Dr. Mark Allen, who started teaching at BYU this fall, said that while he was a post-doc teaching at the University of Texas, a large group of students came to him and asked about their grade.
“I had ten people—ten people!—come to my office after the second exam, all discouraged, all with the same problem, all wondering what they should do,” said Allen.
Allen said that, like BYU students, most of his students had been top in their class in high school, and all of them struggled with the newfound rigor of college courses. He helped them understand that students need to measure their success by their personal performance, not by comparison to others.
“That’s something I try to help them understand: You need to adjust how you see success based on your own improvement,” he said. “Let your motivation be understanding the material, and if you understand the material, and you don’t get the highest grade, that’s ok. You still learned what you needed to.”

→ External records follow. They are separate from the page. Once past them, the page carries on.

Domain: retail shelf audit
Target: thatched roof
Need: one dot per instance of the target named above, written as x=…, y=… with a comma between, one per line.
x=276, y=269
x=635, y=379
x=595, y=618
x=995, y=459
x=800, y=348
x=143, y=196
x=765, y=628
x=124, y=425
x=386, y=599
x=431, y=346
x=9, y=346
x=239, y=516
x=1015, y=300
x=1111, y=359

Allen sympathized with students who struggle with complicated mathematical equations. As a graduate student at Purdue University, he remembered how difficult classes had been. Now, Allen has seen the other end of those complicated equations.

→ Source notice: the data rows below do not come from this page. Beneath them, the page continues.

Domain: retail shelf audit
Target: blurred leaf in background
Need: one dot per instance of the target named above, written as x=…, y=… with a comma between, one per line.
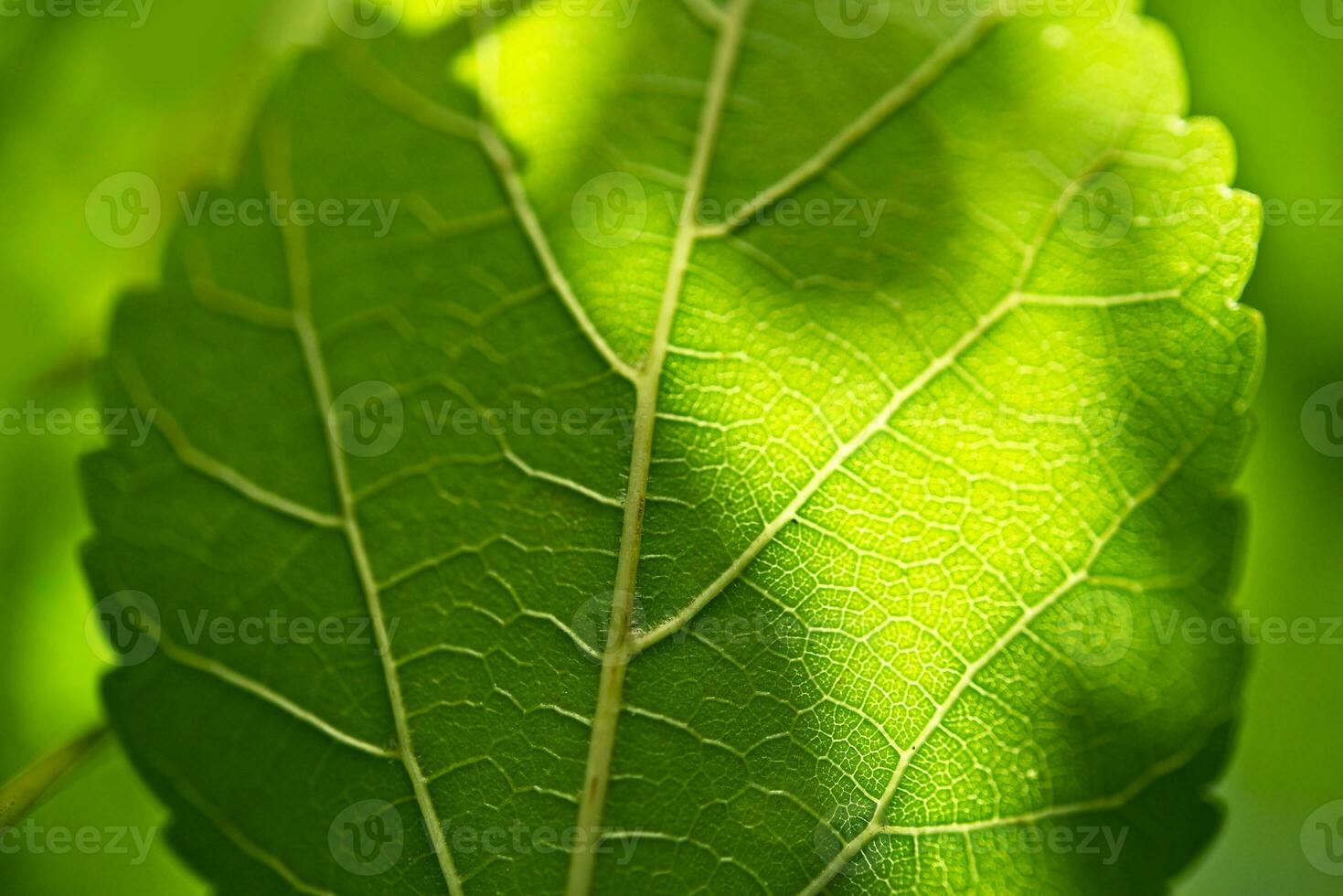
x=165, y=94
x=1274, y=71
x=91, y=97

“Now that I look back, I realize (the equations) were actually quite simple,” Allen said.
The quote by Ralph Waldo Emerson “That which we persist in doing becomes easier to do, not that the nature of the thing has changed but that our power to do has increased,” is a guiding principle for Allen and those in his classroom. Allen’s strategy for teaching is to start simple.
“If you can’t do the difficult problem, try the simple problem,” he said.
Allen said he wants to teach students why something is true, not just present a proof of its veracity. When trying to understand a challenging new math concept, it helps to start with simple cases of the concept.
Of course, Allen’s own research is far from simple.
“I study non-local equations, which take into account actions far away. Often in real-world problems, those sorts of interactions can’t be ignored,” he said.
Allen’s research focuses on small influences from entities such as gravity. This, in itself, is applicable to life when examining the influences people have on others.
For example, Allen’s graduate advisor influenced Allen by encouraging him to solve difficult problems, even if it meant repeated attempts.
“In life, one idea is to keep trying, know when to take breaks, but keep trying for solutions. Take different approaches,” Allen said.
Allen hopes to take this same approach when mentoring students: keep trying, know when to take breaks, but keep helping students in their academic endeavors.